The Place to Blog about our Worship Vision

Hi members of the Worship Committee
This is the place we can put our ideas and thoughts about a vision for worship at Langley Immanuel Christian Reformed Church. We hope that this will become our workspace for communication on this issue. Blog away!

Some guidelines as you Blog.
If you are coming up with new ideas or proposals, post your blog rather than just giving a comment. That way, your ideas will be highlighted with headings. If you just comment, they will go under the Blog that is already posted.

Well thought out - Piper on the Emotions of worship.
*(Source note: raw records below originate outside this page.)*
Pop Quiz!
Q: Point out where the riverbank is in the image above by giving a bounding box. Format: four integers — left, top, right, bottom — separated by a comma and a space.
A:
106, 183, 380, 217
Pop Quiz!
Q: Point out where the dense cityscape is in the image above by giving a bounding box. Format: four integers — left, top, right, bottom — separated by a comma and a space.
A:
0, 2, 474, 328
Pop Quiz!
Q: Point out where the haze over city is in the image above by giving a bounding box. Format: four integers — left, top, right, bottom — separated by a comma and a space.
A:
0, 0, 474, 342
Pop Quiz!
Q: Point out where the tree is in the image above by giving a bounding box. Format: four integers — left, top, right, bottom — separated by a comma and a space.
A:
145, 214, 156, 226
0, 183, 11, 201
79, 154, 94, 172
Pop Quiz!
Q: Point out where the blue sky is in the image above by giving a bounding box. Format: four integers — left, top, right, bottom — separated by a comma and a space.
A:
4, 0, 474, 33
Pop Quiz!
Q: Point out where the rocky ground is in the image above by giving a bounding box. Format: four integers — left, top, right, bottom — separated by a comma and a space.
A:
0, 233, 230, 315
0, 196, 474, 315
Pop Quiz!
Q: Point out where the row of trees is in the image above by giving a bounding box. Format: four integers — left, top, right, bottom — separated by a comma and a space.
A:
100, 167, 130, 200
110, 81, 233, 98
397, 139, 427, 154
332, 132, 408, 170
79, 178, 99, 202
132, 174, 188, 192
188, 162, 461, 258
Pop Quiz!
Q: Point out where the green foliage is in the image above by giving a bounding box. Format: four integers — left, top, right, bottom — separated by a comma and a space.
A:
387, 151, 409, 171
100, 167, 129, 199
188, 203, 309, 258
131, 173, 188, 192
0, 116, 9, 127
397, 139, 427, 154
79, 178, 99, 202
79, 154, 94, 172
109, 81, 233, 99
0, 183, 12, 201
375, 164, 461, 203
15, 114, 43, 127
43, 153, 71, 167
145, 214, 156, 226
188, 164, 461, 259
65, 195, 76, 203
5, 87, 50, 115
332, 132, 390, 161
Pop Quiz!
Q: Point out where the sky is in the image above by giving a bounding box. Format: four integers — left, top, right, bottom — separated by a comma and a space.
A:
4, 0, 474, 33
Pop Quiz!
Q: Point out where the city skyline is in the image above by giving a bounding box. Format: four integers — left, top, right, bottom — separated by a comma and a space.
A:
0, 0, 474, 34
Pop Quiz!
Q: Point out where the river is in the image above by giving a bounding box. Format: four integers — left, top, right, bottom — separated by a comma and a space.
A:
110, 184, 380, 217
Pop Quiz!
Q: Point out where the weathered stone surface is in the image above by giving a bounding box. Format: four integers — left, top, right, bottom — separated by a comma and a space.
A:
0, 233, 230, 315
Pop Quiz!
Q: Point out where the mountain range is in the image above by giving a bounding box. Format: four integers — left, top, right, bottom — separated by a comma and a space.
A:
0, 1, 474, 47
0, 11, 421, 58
Connect to this link
http://www.desiringgod.org/dg/id45.htm

2 comments:

Anonymous said...

Our church's Vision Statement states the following:
"Immanuel Church seeks to glorify God by gathering and growing His people…"

In particular, this vision statement works out the word "glorify" as follows:

"To glorify is to worship God through our worship services that
are Contemporary-Reformed
and through our lives of service in this His world."

A worship statement somehow needs to take this vision statement into account, or, if it doesn't, perhaps a revised vision statement needs to be considered.

The purpose of any worship statement is:
- to provide a helpful tool for the congregation, the church's leadership and worship planners
- to provide a foundation and standard of reference

A good worship statement will serve three healthy purposes:
1. It is a formational tool. We are being formed in the process of worshipping to honour God. Worship is shaped by our theology, yet the way we worship can reshape both our theology and our identity.
2. It is a measurement tool. An unambiguous set of criteria as the standard for measurement in planning, leading and evaluating worship services. It states the essentials (the center) and the boundaries (the edges) of what we believe true worship is (discernment tool).
3. It is a teaching tool. Part of the worship leaders' task is to teach the congregation what it is they are engaged in each Sunday .

A worship statement format could take the following format:

Statement
Principle(s)
Background(s)
Application/Implication(s)

Anonymous said...

Pastor Bill started with "Starbucks", which reminded me of an interesting article in "Prespectives - A journal of Reformed Thought", using a similar "metaphor", which you can find at: www.perspectivesjournal.org/2003/02/seeit-starbucks.html.